En ce moment la portière fut soulevée et l’Œil Gris parut.

 

– Pardon, messieurs, si je vous interromps, dit-il froidement, veuillez m’excuser, j’ai à mentretenir avec M. de la Brunerie de certaines choses qui n’admettent pas de retard.

 

– Cependant ? objecta le général.

 

– Il le faut, reprit nettement le Chasseur, en lui lançant un regard d’une expression singulière.

 

– Je ne comprends rien à cette interruption, vieux Chasseur, dit le planteur avec une certaine vivacité.

 

– Vous la comprendrez bientôt, monsieur.
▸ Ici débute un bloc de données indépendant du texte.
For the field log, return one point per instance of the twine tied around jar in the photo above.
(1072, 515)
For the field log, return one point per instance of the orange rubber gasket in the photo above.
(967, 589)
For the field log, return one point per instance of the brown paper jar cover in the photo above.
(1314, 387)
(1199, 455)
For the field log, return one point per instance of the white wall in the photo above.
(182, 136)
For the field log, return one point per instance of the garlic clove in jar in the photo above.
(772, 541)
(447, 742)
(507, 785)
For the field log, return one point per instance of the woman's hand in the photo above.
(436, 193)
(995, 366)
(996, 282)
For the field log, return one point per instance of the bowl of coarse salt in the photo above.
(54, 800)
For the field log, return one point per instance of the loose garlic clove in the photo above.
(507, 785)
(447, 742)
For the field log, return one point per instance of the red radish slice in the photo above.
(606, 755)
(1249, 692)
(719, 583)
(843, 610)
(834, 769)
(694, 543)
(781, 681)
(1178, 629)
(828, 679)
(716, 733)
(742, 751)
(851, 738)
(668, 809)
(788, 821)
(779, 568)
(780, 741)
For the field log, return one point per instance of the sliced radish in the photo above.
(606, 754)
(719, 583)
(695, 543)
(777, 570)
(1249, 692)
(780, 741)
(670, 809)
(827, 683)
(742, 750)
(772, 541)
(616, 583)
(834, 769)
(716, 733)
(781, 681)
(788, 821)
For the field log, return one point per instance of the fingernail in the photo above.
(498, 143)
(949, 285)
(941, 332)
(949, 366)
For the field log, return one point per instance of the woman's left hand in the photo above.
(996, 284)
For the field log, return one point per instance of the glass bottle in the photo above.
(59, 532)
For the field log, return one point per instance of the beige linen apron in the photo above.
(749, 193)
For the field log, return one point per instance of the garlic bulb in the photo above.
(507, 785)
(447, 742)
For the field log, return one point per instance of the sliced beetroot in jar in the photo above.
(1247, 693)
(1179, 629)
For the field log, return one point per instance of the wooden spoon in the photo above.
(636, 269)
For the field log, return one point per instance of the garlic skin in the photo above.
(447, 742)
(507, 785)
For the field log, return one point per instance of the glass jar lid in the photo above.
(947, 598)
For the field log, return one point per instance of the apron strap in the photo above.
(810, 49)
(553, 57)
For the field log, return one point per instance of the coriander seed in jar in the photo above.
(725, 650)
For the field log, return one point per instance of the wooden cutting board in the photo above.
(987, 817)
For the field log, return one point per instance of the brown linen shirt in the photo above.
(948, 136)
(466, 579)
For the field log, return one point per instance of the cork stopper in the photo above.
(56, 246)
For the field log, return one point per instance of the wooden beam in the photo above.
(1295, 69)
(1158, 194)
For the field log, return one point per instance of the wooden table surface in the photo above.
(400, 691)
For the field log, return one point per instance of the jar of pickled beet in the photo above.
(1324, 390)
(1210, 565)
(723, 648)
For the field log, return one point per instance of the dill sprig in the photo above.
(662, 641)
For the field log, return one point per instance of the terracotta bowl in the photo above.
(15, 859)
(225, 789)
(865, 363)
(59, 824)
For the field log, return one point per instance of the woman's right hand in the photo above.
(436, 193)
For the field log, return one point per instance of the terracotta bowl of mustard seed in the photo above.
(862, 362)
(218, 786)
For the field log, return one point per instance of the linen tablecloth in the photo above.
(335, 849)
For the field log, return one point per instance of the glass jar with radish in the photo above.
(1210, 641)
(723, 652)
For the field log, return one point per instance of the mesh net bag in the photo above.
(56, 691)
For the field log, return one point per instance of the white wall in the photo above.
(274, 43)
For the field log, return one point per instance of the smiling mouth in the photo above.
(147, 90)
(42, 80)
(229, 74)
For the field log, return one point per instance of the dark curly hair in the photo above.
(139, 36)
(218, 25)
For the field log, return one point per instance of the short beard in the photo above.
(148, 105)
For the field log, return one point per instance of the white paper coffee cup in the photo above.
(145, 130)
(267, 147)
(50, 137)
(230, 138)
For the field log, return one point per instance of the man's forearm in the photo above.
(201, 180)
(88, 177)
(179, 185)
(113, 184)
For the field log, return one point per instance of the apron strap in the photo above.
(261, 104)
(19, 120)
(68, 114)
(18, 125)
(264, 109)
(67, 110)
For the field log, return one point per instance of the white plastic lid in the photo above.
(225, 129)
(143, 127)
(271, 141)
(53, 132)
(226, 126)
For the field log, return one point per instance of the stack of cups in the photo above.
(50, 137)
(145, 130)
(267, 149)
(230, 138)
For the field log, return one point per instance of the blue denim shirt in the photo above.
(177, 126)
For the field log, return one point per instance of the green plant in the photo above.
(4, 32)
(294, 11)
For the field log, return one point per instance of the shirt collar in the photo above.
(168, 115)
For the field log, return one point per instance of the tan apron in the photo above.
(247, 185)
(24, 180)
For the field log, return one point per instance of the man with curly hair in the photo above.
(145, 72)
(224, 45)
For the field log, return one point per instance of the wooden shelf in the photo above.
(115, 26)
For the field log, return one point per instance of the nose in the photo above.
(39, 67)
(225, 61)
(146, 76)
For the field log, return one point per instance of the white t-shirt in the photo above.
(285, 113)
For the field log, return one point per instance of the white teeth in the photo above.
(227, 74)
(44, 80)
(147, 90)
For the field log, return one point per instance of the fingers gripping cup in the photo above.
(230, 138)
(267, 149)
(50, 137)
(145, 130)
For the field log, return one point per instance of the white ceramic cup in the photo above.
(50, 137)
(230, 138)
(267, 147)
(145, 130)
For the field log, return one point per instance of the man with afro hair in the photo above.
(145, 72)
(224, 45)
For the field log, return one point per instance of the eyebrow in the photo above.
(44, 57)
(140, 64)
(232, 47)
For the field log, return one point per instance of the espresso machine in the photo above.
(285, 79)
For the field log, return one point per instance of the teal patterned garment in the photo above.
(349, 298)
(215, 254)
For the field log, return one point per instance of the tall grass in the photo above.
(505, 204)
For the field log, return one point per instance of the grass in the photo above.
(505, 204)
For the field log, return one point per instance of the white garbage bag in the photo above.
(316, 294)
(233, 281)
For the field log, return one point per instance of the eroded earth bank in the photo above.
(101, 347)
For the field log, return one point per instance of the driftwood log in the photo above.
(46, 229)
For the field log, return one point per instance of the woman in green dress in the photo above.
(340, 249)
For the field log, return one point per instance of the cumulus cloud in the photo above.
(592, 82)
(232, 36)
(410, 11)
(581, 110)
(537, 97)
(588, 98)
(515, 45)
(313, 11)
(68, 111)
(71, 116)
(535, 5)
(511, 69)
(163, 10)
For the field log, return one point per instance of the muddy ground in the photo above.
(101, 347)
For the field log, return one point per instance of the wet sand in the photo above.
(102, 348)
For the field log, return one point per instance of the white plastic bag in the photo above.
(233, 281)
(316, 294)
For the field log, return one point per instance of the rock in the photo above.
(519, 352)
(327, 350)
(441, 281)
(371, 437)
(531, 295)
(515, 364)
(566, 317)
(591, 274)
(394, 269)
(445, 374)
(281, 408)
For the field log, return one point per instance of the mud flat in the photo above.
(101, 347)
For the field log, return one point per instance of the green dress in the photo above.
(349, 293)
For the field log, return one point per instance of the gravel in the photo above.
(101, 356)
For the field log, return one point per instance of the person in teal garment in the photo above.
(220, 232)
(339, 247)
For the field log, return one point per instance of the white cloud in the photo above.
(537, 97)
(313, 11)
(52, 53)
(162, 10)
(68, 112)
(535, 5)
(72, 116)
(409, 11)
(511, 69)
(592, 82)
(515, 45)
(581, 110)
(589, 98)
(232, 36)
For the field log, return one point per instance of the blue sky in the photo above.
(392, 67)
Quant à vous, général, je vous prie de me laisser quelques instants seul avec M. de la Brunerie ; j’ai, sans le vouloir, entendu votre conversation ; c’est à propos même de cette demande que vous avez adressée à M. de la Brunerie, que je désire l’entretenir.

 

– Je n’ai rien, que je sache, à traiter avec vous à ce sujet, répondit le planteur, et je ne vous reconnais aucunement le droit de vous immiscer…

 

– Pardon, monsieur, nous discuterons ce point dans un instant, interrompit le Chasseur. Général, voulez-vous m’accorder la grâce que j’attends de vous ?

 

– Je me retire, puisqu’il le faut, mais je ne m’éloigne pas.

 

L’Œil Gris semblait transfiguré ; la métamorphose était complète ; ce n’était plus le même homme ; le ton, les manières, la voix, l’expression du visage, tout était changé en lui.

 

– Soit, général, ne vous éloignez pas, et rassurez-vous, je ne mettrai pas votre patience à une longue épreuve.

 

Le général sortit fort intrigué par cette étrange interruption et surtout très curieux de connaître le résultat de l’entretien que les deux hommes allaient avoir ensemble.

 

Quant à écouter cet entretien, la pensée ne lui en vint même pas.

 

XVI

Comment l’Œil gris causa une désagréable surprise à M. de la Brunerie.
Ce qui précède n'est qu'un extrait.